There are two types of corporate bond PEPs. The vast majority - there are currently about 50 - are pooled unit trusts which invest in a range of fixed-interest securities with varying redemption dates. The problem is that as bond prices go up, their yields drift down and income flows and redemption prices from pooled vehicles can only be predicted - not guaranteed.
One alternative is Sun Alliance, which has recently launched the Daisy PEP. For a 5 per cent initial charge, the manager will guarantee repayment of capital if the fund is held for six years.
However, an increasing number of single corporate bond PEPs are arriving on the market. These offer the opportunity to invest in a single fixed- interest stock with a known redemption date and price (providing the bond is held until maturity) and a known yield which will be paid irrespective of prevailing interest rates.
General Accident, for example, has packaged National Grid debt in a corporate bond growth PEP which pays no dividend but promises a tax free return on the original investment plus 50 per cent growth at August 2002 (offer closes 26th March).

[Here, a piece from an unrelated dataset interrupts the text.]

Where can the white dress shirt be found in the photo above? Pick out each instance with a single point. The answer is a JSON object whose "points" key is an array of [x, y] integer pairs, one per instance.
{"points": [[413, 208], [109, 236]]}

Some companies have marketed their own debt - Legal & General was the most successful, raising pounds 130m in a guaranteed bond plan which offered 7.0 per cent fixed 5.5 years or 45 per cent growth. This issue is now closed although further issues are being considered.
Corporate bonds offered by building societies or banks are not eligible for inclusion in PEPs. However, Johnson Fry has packaged various building society securities within its Chip 5 fund offering a guarantee of capital repayment after five years. The yield is 6.3 per cent (equivalent annual return for basic rate tax payers of 7.88 per cent). The offer closes 18 March.
However, seduced by low interest rates at the bank, most companies are not particularly hungry for debt at the moment and the administrative difficulties of marketing their own debt within a PEP scheme ensures that such vehicles are rare.
It is possible for private investors to pick their own corporate bond and transfer it to a self-select PEP scheme. There is no shortage of choice with Eurosterling bonds available from most of the large quoted companies like Tesco, ICI or PowerGen. However, it is not necessarily possible for a broker to buy the bond in exactly the denominations a client needs. In addition, many domestic UK bonds do not have credit ratings so it can be difficult for private investors to assess the risk they are taking on.
Hargreaves Lansdown Asset Management has overcome some of the problems by buying single corporate bonds in bulk - normally those which are trading at or under par - and then packaging them in denominations which suit potential PEP buyers. There are savings to be made because of the economies of scale and the bonds on offer vary from week to week.
The company is currently promoting two: Eastern Electricity, which has a very long 30-year redemption date but which nonetheless offers an impressive gross redemption yield of 9.4 per cent, and Glaxo, which yields 8.77 per cent. The yields are guaranteed and are considerably higher than most of the pooled unit trusts. Perpetual's PEP bond fund, for example, which was voted top investment product for 1995 by independent financial advises, is currently yielding 7.3 per cent.
Many management companies believed that the natural market for corporate bond PEPs would be those who were in, or nearing, retirement. In fact, as Peter Hargreaves, chairman of Hargreaves Lansdown has discovered, the products are attracting investors of all ages. However, as Amanda Crowley of Allenbridge Group explained, a high yield should not be the only consideration. "The yields on single corporate bonds and the capital repayment at the end of the term are only guaranteed while the company is still in business," she said. "The reason they are yielding more is simply because they are much riskier vehicles."
Graham Hooper of independent financial advisers Chase de Vere also urged caution. "We would want to look at each issue on its merits and certainly wouldn't advocate investors going into single corporate bonds for the sole reason that they are yielding more," he said. "The collapse of Barings has shown that having all your eggs in one basket is not necessarily a good idea. For the less risk-averse investor however, certain single corporate bonds may well be worth considering."